Mr Al-Saadi’s lawyers said the IPT’s ruling represented the first time the IPT had upheld a complaint against the intelligence services in its 15 years of existence.

In addition, it marks the first time an intelligence agency has been required to hand over its surveillance documents.

The court gave GCHQ two weeks to confirm it had destroyed the documents which contained privileged communications between Mr Al-Saadi and his lawyers before his case against the UK government - which it settled for £2.2 million.

His lawyers said they thought the case was the “tip of the iceberg” as far as unlawful interception of privileged communications by GCHQ as well as MI5 and MI6 is concerned.

The IPT said GCHQ infringed Mr Al-Saadi’s European Convention on Human Rights (ECHR)article 8 right to privacy and a family life.

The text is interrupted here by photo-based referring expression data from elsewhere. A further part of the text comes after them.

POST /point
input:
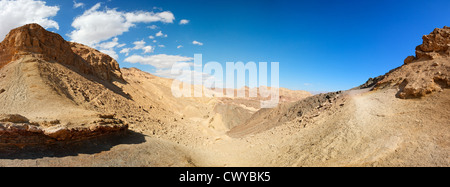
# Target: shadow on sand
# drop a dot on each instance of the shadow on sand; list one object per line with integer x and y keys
{"x": 91, "y": 146}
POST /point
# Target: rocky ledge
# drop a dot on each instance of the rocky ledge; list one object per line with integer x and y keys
{"x": 16, "y": 130}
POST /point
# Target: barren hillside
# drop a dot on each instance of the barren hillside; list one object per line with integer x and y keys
{"x": 65, "y": 104}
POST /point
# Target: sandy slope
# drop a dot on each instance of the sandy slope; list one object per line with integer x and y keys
{"x": 370, "y": 129}
{"x": 353, "y": 128}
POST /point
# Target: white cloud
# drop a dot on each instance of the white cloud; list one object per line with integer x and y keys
{"x": 126, "y": 51}
{"x": 139, "y": 44}
{"x": 184, "y": 22}
{"x": 197, "y": 43}
{"x": 77, "y": 5}
{"x": 152, "y": 27}
{"x": 160, "y": 34}
{"x": 95, "y": 26}
{"x": 20, "y": 12}
{"x": 161, "y": 61}
{"x": 148, "y": 49}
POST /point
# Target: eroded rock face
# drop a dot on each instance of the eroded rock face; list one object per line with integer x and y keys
{"x": 425, "y": 73}
{"x": 435, "y": 44}
{"x": 51, "y": 47}
{"x": 16, "y": 130}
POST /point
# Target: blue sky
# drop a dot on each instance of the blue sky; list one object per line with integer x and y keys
{"x": 321, "y": 45}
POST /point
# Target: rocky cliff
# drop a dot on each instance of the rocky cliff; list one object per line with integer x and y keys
{"x": 51, "y": 47}
{"x": 425, "y": 73}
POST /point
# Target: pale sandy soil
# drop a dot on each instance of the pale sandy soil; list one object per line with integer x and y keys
{"x": 370, "y": 129}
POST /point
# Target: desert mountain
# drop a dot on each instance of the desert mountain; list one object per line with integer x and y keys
{"x": 425, "y": 73}
{"x": 53, "y": 91}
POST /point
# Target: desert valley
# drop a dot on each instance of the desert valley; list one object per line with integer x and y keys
{"x": 66, "y": 104}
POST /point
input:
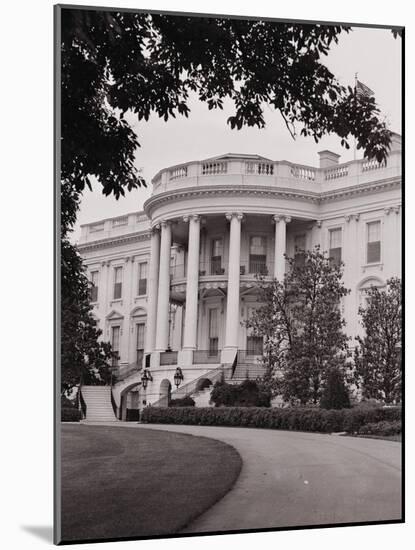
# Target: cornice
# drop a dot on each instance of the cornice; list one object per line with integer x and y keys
{"x": 115, "y": 241}
{"x": 317, "y": 197}
{"x": 360, "y": 189}
{"x": 228, "y": 190}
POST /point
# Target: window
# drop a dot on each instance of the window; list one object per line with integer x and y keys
{"x": 142, "y": 278}
{"x": 335, "y": 245}
{"x": 258, "y": 255}
{"x": 216, "y": 257}
{"x": 117, "y": 283}
{"x": 373, "y": 242}
{"x": 115, "y": 344}
{"x": 299, "y": 249}
{"x": 94, "y": 286}
{"x": 140, "y": 329}
{"x": 254, "y": 345}
{"x": 213, "y": 332}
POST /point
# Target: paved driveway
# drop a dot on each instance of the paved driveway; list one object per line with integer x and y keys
{"x": 296, "y": 478}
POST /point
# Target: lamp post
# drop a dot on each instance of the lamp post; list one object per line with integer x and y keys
{"x": 146, "y": 377}
{"x": 178, "y": 377}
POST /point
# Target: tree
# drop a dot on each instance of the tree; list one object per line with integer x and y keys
{"x": 83, "y": 358}
{"x": 335, "y": 394}
{"x": 302, "y": 325}
{"x": 117, "y": 62}
{"x": 378, "y": 353}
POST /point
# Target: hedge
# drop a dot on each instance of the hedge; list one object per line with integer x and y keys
{"x": 294, "y": 418}
{"x": 70, "y": 414}
{"x": 382, "y": 428}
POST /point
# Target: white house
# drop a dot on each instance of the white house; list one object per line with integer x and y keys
{"x": 177, "y": 281}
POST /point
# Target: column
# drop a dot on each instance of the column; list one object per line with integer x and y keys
{"x": 162, "y": 324}
{"x": 280, "y": 245}
{"x": 232, "y": 308}
{"x": 398, "y": 241}
{"x": 152, "y": 290}
{"x": 316, "y": 235}
{"x": 192, "y": 283}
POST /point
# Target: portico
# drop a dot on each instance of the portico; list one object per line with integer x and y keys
{"x": 220, "y": 256}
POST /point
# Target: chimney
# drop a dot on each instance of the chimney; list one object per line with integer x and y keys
{"x": 328, "y": 158}
{"x": 396, "y": 142}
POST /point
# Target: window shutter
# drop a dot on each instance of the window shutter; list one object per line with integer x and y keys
{"x": 373, "y": 252}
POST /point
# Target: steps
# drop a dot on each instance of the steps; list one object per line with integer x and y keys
{"x": 98, "y": 404}
{"x": 202, "y": 397}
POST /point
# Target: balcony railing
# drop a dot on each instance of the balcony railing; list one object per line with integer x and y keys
{"x": 260, "y": 168}
{"x": 168, "y": 358}
{"x": 220, "y": 269}
{"x": 213, "y": 168}
{"x": 120, "y": 373}
{"x": 248, "y": 357}
{"x": 206, "y": 357}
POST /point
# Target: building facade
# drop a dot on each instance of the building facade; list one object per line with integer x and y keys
{"x": 177, "y": 281}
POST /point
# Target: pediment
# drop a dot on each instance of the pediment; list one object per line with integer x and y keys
{"x": 372, "y": 280}
{"x": 138, "y": 311}
{"x": 114, "y": 315}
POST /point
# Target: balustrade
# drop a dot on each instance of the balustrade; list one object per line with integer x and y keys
{"x": 178, "y": 172}
{"x": 214, "y": 168}
{"x": 372, "y": 164}
{"x": 337, "y": 172}
{"x": 204, "y": 357}
{"x": 303, "y": 172}
{"x": 260, "y": 168}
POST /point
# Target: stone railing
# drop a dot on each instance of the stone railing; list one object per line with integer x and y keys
{"x": 122, "y": 220}
{"x": 260, "y": 168}
{"x": 372, "y": 164}
{"x": 303, "y": 172}
{"x": 93, "y": 228}
{"x": 340, "y": 171}
{"x": 214, "y": 168}
{"x": 263, "y": 172}
{"x": 178, "y": 172}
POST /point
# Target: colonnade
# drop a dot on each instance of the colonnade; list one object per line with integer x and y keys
{"x": 157, "y": 333}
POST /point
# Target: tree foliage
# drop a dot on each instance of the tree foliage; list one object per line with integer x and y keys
{"x": 83, "y": 358}
{"x": 118, "y": 62}
{"x": 378, "y": 353}
{"x": 302, "y": 325}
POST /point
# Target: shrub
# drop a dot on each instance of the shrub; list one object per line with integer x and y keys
{"x": 133, "y": 415}
{"x": 381, "y": 428}
{"x": 184, "y": 402}
{"x": 246, "y": 394}
{"x": 294, "y": 418}
{"x": 70, "y": 414}
{"x": 335, "y": 394}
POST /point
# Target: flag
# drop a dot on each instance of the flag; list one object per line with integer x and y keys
{"x": 362, "y": 90}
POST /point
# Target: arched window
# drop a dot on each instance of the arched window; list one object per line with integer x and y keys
{"x": 364, "y": 286}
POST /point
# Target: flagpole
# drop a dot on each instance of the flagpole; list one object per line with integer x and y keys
{"x": 355, "y": 98}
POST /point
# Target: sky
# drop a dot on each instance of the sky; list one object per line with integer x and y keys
{"x": 374, "y": 54}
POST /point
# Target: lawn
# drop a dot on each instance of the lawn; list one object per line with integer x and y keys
{"x": 120, "y": 482}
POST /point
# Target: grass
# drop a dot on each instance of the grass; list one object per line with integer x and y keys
{"x": 125, "y": 482}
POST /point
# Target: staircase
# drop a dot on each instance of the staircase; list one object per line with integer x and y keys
{"x": 202, "y": 397}
{"x": 247, "y": 370}
{"x": 98, "y": 404}
{"x": 187, "y": 390}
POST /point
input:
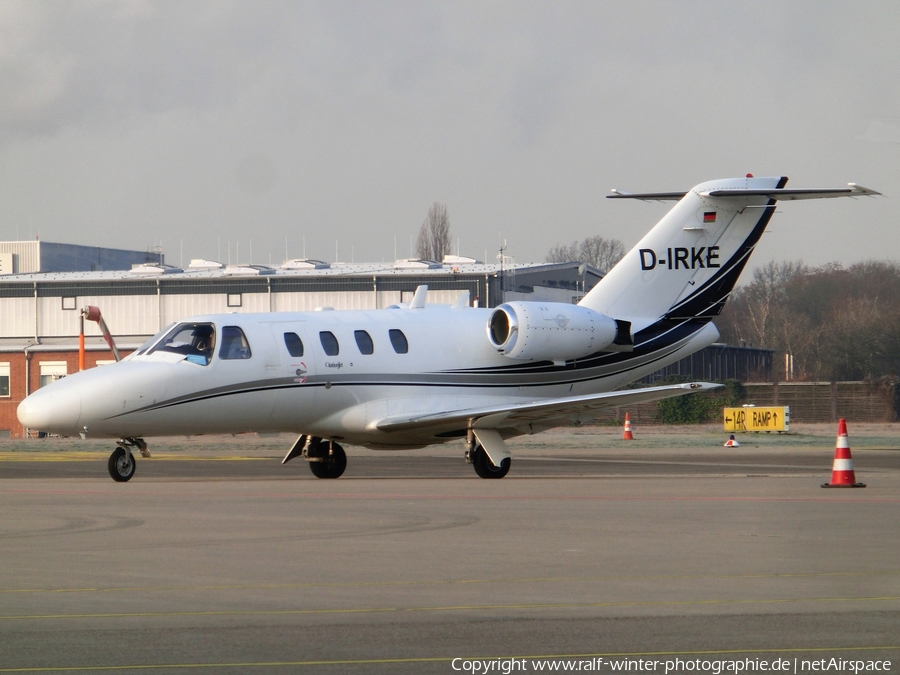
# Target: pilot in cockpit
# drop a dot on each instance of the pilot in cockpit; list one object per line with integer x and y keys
{"x": 203, "y": 342}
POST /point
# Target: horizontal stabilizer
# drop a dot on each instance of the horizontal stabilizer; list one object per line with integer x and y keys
{"x": 784, "y": 194}
{"x": 503, "y": 416}
{"x": 647, "y": 196}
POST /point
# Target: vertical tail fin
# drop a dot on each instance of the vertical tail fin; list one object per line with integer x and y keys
{"x": 688, "y": 264}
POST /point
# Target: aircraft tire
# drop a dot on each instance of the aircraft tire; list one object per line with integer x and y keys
{"x": 332, "y": 465}
{"x": 485, "y": 469}
{"x": 120, "y": 468}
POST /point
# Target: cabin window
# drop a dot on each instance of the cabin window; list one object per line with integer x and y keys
{"x": 195, "y": 341}
{"x": 329, "y": 343}
{"x": 234, "y": 344}
{"x": 364, "y": 342}
{"x": 398, "y": 340}
{"x": 294, "y": 344}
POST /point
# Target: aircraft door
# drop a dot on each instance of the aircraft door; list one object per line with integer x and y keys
{"x": 296, "y": 364}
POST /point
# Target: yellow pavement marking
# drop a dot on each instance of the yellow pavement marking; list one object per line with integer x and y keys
{"x": 448, "y": 608}
{"x": 444, "y": 582}
{"x": 449, "y": 659}
{"x": 92, "y": 456}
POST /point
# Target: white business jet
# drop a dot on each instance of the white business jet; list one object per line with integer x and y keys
{"x": 416, "y": 375}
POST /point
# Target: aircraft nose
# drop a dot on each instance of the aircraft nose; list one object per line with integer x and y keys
{"x": 52, "y": 410}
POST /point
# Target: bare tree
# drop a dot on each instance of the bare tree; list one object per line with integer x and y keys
{"x": 563, "y": 253}
{"x": 434, "y": 235}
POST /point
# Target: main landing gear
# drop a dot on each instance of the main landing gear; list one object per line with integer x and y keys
{"x": 481, "y": 460}
{"x": 326, "y": 459}
{"x": 484, "y": 467}
{"x": 121, "y": 462}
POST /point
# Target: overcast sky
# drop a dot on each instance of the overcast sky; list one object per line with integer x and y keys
{"x": 213, "y": 127}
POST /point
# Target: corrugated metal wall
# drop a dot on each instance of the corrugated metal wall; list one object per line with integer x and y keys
{"x": 144, "y": 314}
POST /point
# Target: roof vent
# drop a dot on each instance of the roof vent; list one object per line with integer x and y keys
{"x": 248, "y": 270}
{"x": 201, "y": 264}
{"x": 304, "y": 264}
{"x": 416, "y": 264}
{"x": 153, "y": 269}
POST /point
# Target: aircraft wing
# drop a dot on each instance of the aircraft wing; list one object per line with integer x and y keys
{"x": 540, "y": 411}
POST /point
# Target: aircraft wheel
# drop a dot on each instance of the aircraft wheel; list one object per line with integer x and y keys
{"x": 485, "y": 469}
{"x": 333, "y": 463}
{"x": 121, "y": 465}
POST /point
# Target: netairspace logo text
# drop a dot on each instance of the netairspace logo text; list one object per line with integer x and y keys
{"x": 677, "y": 665}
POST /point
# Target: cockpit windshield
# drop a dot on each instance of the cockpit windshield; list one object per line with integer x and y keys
{"x": 196, "y": 341}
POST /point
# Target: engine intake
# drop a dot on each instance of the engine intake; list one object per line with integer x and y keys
{"x": 554, "y": 331}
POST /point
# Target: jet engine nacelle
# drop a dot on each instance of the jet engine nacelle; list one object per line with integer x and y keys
{"x": 554, "y": 331}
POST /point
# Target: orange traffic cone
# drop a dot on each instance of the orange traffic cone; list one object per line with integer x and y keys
{"x": 627, "y": 435}
{"x": 842, "y": 474}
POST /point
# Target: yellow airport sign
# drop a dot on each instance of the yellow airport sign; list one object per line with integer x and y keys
{"x": 753, "y": 418}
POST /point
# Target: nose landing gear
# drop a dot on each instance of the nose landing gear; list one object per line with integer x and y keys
{"x": 121, "y": 463}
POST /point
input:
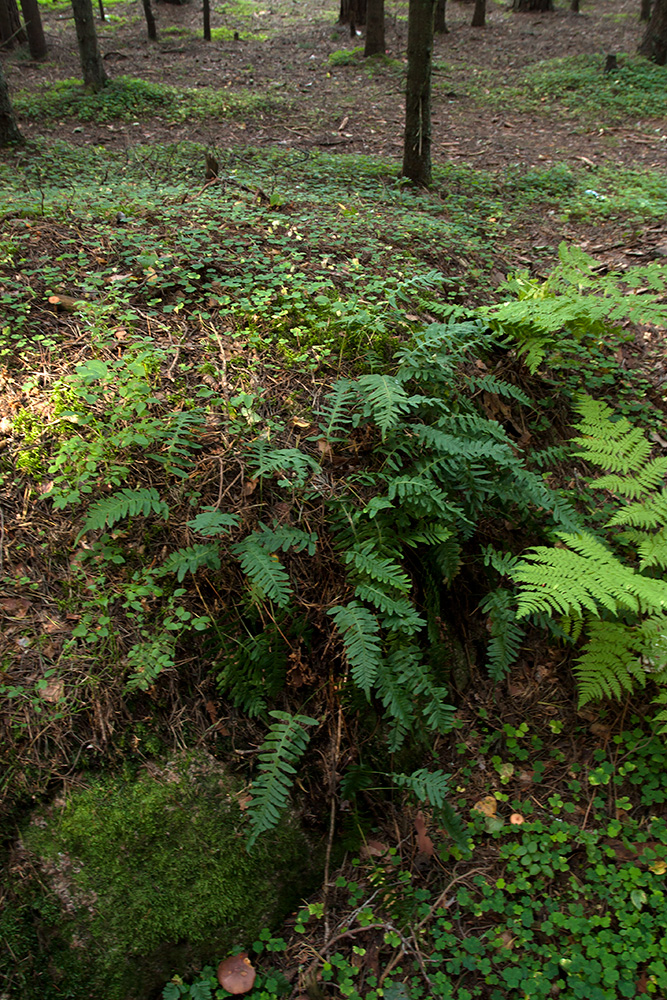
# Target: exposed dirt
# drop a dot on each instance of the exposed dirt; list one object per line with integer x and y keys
{"x": 346, "y": 107}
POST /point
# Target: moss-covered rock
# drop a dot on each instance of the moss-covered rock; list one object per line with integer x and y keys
{"x": 130, "y": 881}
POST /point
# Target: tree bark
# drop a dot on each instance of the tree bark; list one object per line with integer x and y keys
{"x": 150, "y": 20}
{"x": 417, "y": 141}
{"x": 94, "y": 74}
{"x": 375, "y": 44}
{"x": 654, "y": 43}
{"x": 439, "y": 25}
{"x": 11, "y": 29}
{"x": 352, "y": 12}
{"x": 479, "y": 15}
{"x": 9, "y": 130}
{"x": 532, "y": 5}
{"x": 34, "y": 29}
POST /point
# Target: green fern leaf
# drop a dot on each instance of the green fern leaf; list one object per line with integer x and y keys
{"x": 190, "y": 560}
{"x": 337, "y": 414}
{"x": 367, "y": 560}
{"x": 212, "y": 522}
{"x": 385, "y": 400}
{"x": 610, "y": 665}
{"x": 263, "y": 569}
{"x": 611, "y": 444}
{"x": 506, "y": 634}
{"x": 284, "y": 747}
{"x": 429, "y": 787}
{"x": 362, "y": 642}
{"x": 125, "y": 503}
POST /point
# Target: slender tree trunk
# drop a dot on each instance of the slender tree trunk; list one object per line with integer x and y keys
{"x": 352, "y": 12}
{"x": 479, "y": 15}
{"x": 9, "y": 130}
{"x": 654, "y": 43}
{"x": 94, "y": 74}
{"x": 417, "y": 141}
{"x": 150, "y": 20}
{"x": 375, "y": 44}
{"x": 439, "y": 25}
{"x": 34, "y": 29}
{"x": 532, "y": 5}
{"x": 11, "y": 29}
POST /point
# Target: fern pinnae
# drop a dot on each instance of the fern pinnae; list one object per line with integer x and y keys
{"x": 125, "y": 503}
{"x": 284, "y": 746}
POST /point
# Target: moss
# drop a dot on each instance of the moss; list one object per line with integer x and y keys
{"x": 142, "y": 878}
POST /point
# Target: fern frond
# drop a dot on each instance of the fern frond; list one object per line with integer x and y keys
{"x": 649, "y": 513}
{"x": 506, "y": 634}
{"x": 291, "y": 465}
{"x": 610, "y": 665}
{"x": 284, "y": 747}
{"x": 190, "y": 560}
{"x": 263, "y": 569}
{"x": 399, "y": 614}
{"x": 385, "y": 400}
{"x": 367, "y": 560}
{"x": 361, "y": 637}
{"x": 124, "y": 503}
{"x": 283, "y": 537}
{"x": 337, "y": 413}
{"x": 611, "y": 444}
{"x": 585, "y": 577}
{"x": 429, "y": 787}
{"x": 212, "y": 522}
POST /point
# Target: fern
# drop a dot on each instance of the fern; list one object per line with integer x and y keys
{"x": 285, "y": 745}
{"x": 506, "y": 634}
{"x": 211, "y": 522}
{"x": 292, "y": 466}
{"x": 190, "y": 560}
{"x": 385, "y": 400}
{"x": 126, "y": 503}
{"x": 264, "y": 570}
{"x": 361, "y": 636}
{"x": 610, "y": 664}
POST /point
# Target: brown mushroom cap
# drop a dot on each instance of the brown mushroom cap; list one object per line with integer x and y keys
{"x": 236, "y": 974}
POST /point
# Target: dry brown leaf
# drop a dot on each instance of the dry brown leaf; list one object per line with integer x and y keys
{"x": 487, "y": 806}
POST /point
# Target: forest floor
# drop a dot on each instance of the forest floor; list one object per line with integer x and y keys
{"x": 308, "y": 260}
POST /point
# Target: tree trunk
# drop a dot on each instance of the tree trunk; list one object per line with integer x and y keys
{"x": 533, "y": 5}
{"x": 654, "y": 43}
{"x": 352, "y": 12}
{"x": 150, "y": 20}
{"x": 94, "y": 74}
{"x": 9, "y": 130}
{"x": 417, "y": 141}
{"x": 11, "y": 29}
{"x": 479, "y": 15}
{"x": 34, "y": 29}
{"x": 439, "y": 25}
{"x": 374, "y": 28}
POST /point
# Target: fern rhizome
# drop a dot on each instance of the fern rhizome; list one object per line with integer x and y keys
{"x": 324, "y": 557}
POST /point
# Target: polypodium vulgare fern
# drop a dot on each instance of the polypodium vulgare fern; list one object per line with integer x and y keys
{"x": 284, "y": 746}
{"x": 610, "y": 586}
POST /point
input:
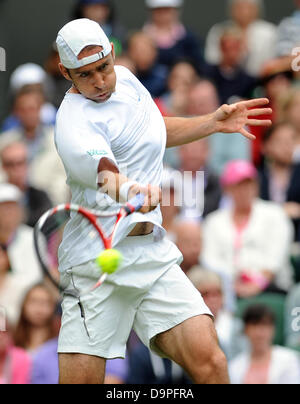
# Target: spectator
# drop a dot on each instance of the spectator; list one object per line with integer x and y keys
{"x": 116, "y": 371}
{"x": 170, "y": 206}
{"x": 46, "y": 169}
{"x": 37, "y": 323}
{"x": 171, "y": 37}
{"x": 143, "y": 53}
{"x": 259, "y": 35}
{"x": 203, "y": 99}
{"x": 289, "y": 32}
{"x": 188, "y": 238}
{"x": 19, "y": 268}
{"x": 265, "y": 363}
{"x": 231, "y": 80}
{"x": 279, "y": 177}
{"x": 201, "y": 193}
{"x": 45, "y": 368}
{"x": 250, "y": 240}
{"x": 292, "y": 324}
{"x": 14, "y": 160}
{"x": 290, "y": 112}
{"x": 15, "y": 364}
{"x": 103, "y": 12}
{"x": 182, "y": 77}
{"x": 45, "y": 364}
{"x": 31, "y": 76}
{"x": 229, "y": 329}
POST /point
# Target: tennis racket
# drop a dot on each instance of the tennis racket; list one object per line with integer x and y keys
{"x": 49, "y": 230}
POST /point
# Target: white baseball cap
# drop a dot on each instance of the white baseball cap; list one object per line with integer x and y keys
{"x": 164, "y": 3}
{"x": 9, "y": 193}
{"x": 77, "y": 35}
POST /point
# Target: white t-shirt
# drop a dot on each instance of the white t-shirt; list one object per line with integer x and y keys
{"x": 129, "y": 130}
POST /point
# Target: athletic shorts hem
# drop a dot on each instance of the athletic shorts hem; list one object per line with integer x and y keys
{"x": 168, "y": 326}
{"x": 90, "y": 352}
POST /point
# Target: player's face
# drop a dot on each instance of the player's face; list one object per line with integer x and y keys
{"x": 96, "y": 81}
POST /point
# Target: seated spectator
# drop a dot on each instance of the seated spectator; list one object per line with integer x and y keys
{"x": 231, "y": 80}
{"x": 15, "y": 364}
{"x": 173, "y": 40}
{"x": 265, "y": 363}
{"x": 279, "y": 177}
{"x": 290, "y": 112}
{"x": 19, "y": 267}
{"x": 292, "y": 324}
{"x": 260, "y": 36}
{"x": 250, "y": 240}
{"x": 31, "y": 76}
{"x": 289, "y": 32}
{"x": 46, "y": 169}
{"x": 203, "y": 99}
{"x": 37, "y": 323}
{"x": 45, "y": 368}
{"x": 104, "y": 13}
{"x": 14, "y": 160}
{"x": 201, "y": 192}
{"x": 147, "y": 368}
{"x": 188, "y": 238}
{"x": 143, "y": 53}
{"x": 229, "y": 329}
{"x": 182, "y": 77}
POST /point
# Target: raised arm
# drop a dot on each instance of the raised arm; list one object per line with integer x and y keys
{"x": 227, "y": 119}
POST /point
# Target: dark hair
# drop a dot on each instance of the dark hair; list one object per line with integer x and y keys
{"x": 23, "y": 329}
{"x": 259, "y": 314}
{"x": 270, "y": 131}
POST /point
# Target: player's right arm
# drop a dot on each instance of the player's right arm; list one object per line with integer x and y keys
{"x": 121, "y": 188}
{"x": 89, "y": 162}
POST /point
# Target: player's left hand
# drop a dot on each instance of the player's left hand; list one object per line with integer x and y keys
{"x": 234, "y": 118}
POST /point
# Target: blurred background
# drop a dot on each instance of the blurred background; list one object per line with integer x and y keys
{"x": 241, "y": 247}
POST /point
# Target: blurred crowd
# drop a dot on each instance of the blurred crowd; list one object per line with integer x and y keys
{"x": 240, "y": 246}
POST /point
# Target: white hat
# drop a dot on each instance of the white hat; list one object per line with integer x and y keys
{"x": 9, "y": 193}
{"x": 26, "y": 74}
{"x": 77, "y": 35}
{"x": 164, "y": 3}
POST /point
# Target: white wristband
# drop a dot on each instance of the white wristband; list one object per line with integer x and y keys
{"x": 124, "y": 190}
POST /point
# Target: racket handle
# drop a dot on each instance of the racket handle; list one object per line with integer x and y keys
{"x": 135, "y": 204}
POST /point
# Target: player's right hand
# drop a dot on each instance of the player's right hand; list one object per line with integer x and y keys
{"x": 153, "y": 196}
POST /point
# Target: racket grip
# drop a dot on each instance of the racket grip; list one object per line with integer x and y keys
{"x": 135, "y": 204}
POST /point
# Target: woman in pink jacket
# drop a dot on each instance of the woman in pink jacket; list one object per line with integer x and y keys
{"x": 15, "y": 364}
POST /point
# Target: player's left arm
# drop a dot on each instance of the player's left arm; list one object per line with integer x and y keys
{"x": 227, "y": 119}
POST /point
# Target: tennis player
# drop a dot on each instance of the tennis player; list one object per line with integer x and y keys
{"x": 111, "y": 139}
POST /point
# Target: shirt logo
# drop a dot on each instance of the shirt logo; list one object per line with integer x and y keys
{"x": 93, "y": 153}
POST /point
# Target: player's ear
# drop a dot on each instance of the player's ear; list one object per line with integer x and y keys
{"x": 64, "y": 72}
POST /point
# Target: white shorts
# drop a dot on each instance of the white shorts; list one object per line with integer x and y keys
{"x": 150, "y": 293}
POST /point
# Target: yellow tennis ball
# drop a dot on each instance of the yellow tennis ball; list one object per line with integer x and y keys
{"x": 109, "y": 261}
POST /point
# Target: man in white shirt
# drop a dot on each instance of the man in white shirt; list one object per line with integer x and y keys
{"x": 112, "y": 138}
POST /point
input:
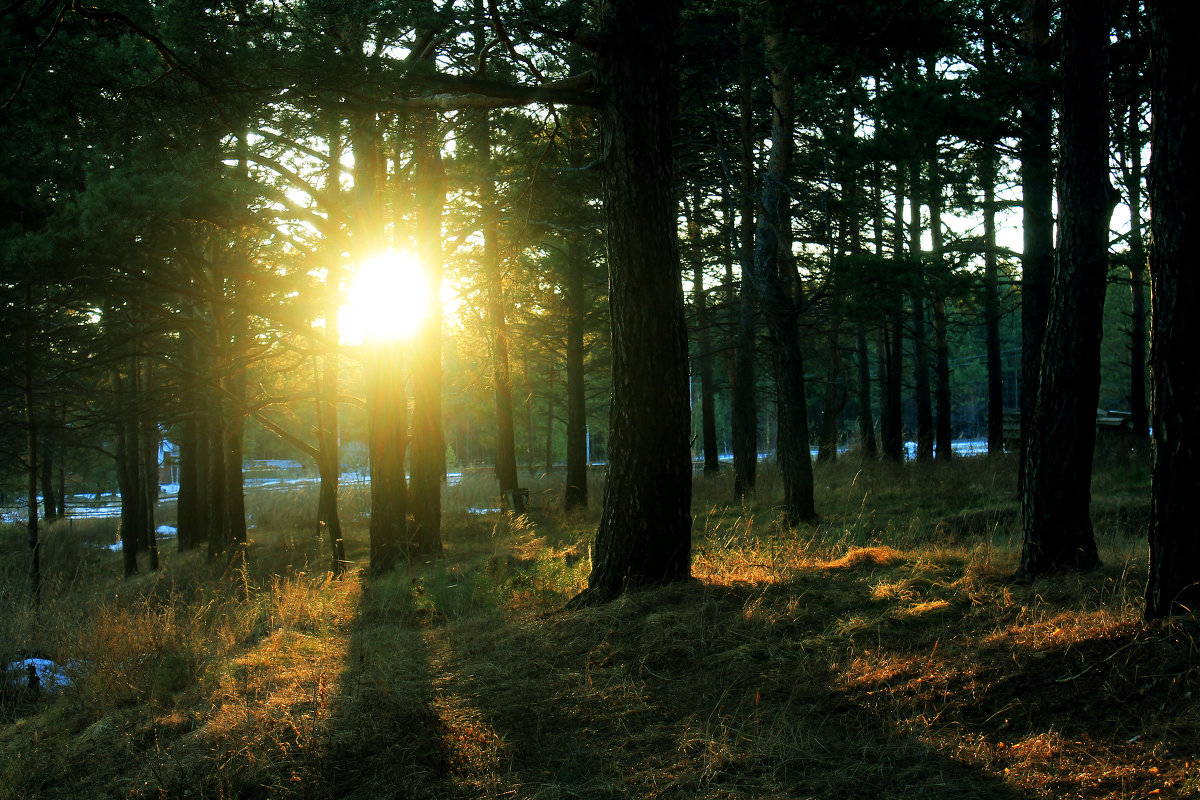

It stated: “In order to emphasise the importance of the protection of legally privileged material, the Tribunal has required GCHQ to give an undertaking that the parts of the documents containing legally privileged information will be destroyed or deleted.”

The tribunal declined to give Mr Al-Saadi the documents and refused to compensate him, adding that the intercepted material had not contained any legal advice and had not been shown to UK government officials or lawyers.

James Wolffe, QC, dean of Faculty, said: “I welcome the IPT’s decision which reaffirms the importance of legal professional privilege and the importance of having a public and transparent process by which the state can be held accountable for any violation of a citizen’s fundamental human rights.

“I look forward to the outcome of the recent consultation on new codes which should further secure these important rights.”

Cori Crider, director at the legal charity Reprieve, which assisted in bringing the case, said: “GCHQ spied on privileged legal communications, in a case where they were being sued by a rendition and torture victim.

“We are pleased that one man has finally beaten the security services in this secretive tribunal.”